IMF warns Ukraine over presidential anti-corruption court bill

IMF warns Ukraine over presidential anti-corruption court bill
Ukrainian President Petro Poroshenko
By bne IntelliNews January 16, 2018

Ukraine's main donor, the International Monetary Fund (IMF), has openly criticised the Ukrainian government, saying the draft law on setting up the long-awaited anti-corruption court is not compliant with its demands, putting further funding by the donor in doubt.

The bill on the nation's anti-corruption court was submitted to the country's parliament by the Ukrainian President Petro Poroshenko over the Christmas holidays. The bill has become an acid test of Kyiv’s commitment to seeing through reforms. The IMF has become increasingly explicit in its criticism of the government’s failure to carry out key reforms and linked compliance with its demands on the establishment of the court to its $17.5bn IMF-supported programme.

"The submission by the president of the draft law on the anti-corruption court was expected to be a positive step in this direction," IMF mission chief in Ukraine Ron van Rooden wrote in a letter to the head of Poroshenko's administration, which was quoted by the Yevropeiska Pravda online publication on January 15.

At the same time, the multinational lender has "serious concerns" about the draft law, as several provisions are not consistent with the authorities' commitments under Ukraine's IMF-supported programme and the recommendations of the Venice Commission of the Council of Europe.

Kyiv has backtracked on several crucial reforms in recent months. Earlier, Ukraine and the IMF failed to agree a new price-setting formula for domestic gas tariffs, which is another crucial condition for the continuation of existing funding from the $17.5bn bailout agreed with the IMF in 2015. The greenlighting of pension reform and creation of a specialised anti-corruption court are among other steps that are necessary for further IMF funding.

Poroshenko submitted the bill to the parliament, the Verkhovna Rada, in December. According to the presidential media office, the bill "takes into account the recommendations of OSCE experts and the conclusions of the Venice Commission". However, Ukrainian civil society activists pointed out that the bill does not take into account the Vienna Commission recommendations and the OSCE was not even consulted in drawing up the draft law.

Meanwhile, the IMF in its letter said that the bill opens opportunities for additional delays in establishing the court. According to the lender, the establishment and operation of the court is a key pillar of Ukraine's anti-corruption agenda, however in its current form the fund "would not be able to support the bill”.

Specifically, the bill lacks transparent appointment of competent and trustworthy anti-corruption judges. International organisations and donors should be able to recommend members for public council of international experts whose roles should be "crucial", not "just advisory", in judges’ selection, the letter reads. In effect the international donors want to take over the job of vetting judges as they don't trust the government to appoint impartial judges.

The requirement for court candidates to have considerable anti-corruption experience in foreign jurisdiction bodies or international court institutions severely limits the internal pool of candidates; and a ban on officials who served in law enforcement or as prosecutors in the last 10 years should be removed, the IMF believes.

In a response to the IMF's criticism published the same day, Poroshenko's administration said that the bill on the anti-corruption court has been drafted in accordance with the constitution of Ukraine and the recommendations of the Vienna Commission, and discussions on specific norms should be held in the Ukrainian parliament.

"Today, the draft law is in the Verkhovna Rada, therefore all discussions on special norms should be held within the legal framework in the Ukrainian parliament," Interfax news agency quoted a statement released by the administration.

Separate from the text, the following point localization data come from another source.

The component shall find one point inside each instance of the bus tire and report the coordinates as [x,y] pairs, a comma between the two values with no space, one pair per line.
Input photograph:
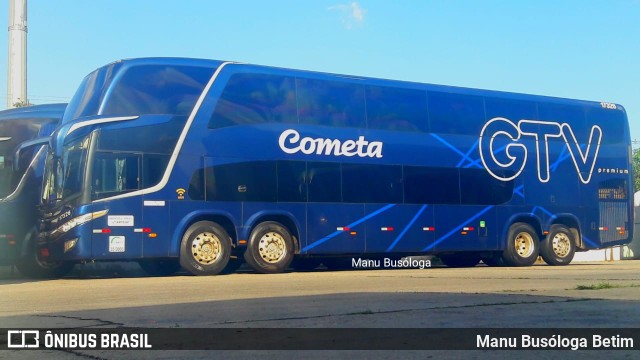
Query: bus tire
[205,248]
[159,267]
[30,265]
[559,247]
[271,248]
[460,260]
[523,245]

"Head in sand from Poroshenko – he obviously does not think Ukraine needs cheap IMF financing," Timothy Ash, a senior sovereign strategist at BlueBay Asset Management, said in a note to clients on January 16. "In the end the basic question to ask is if Poroshenko, and the majority in the Rada, is serious about fighting corruption or not."

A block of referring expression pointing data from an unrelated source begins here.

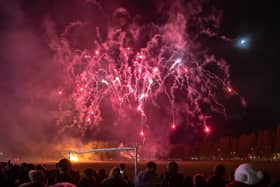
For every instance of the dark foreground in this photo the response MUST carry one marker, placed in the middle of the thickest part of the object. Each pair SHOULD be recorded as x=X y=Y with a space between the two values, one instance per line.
x=185 y=167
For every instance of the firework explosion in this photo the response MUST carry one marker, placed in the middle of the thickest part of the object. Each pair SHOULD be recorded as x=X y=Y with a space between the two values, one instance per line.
x=139 y=68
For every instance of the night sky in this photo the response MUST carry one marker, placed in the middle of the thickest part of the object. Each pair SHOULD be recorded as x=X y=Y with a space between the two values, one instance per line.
x=254 y=70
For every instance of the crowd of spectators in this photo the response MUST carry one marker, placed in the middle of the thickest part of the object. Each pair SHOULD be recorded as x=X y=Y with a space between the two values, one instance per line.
x=30 y=175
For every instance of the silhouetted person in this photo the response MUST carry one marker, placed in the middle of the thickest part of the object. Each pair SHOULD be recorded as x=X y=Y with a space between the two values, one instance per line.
x=217 y=180
x=148 y=178
x=245 y=175
x=172 y=178
x=199 y=181
x=65 y=173
x=188 y=181
x=88 y=178
x=114 y=179
x=37 y=179
x=101 y=175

Zenon Zawada at Kyiv-based brokerage Concorde Capital expects "a long process" of getting the final draft approved, which will have to be some kind of a compromise between IMF demands and the goals of Ukraine’s ruling elite.

"We expect the legislation to create the court will be approved in the coming months," Zawada wrote in a research note on January 16. "Poroshenko’s failure to do so will be a valuable argument for his rivals in the presidential elections, scheduled for March 2019. More importantly, it's a key requirement to secure the next IMF loan tranche this year, which is vital for Ukraine."

Last year Ukraine only received one tranche of $1.5bn from the IMF programme when it was expecting to receive some $5bn in total. The last tranche of $1bn was delayed from December due to slow progress on reforms to the first quarter of this year, but even the distribution of that tranche is now in doubt.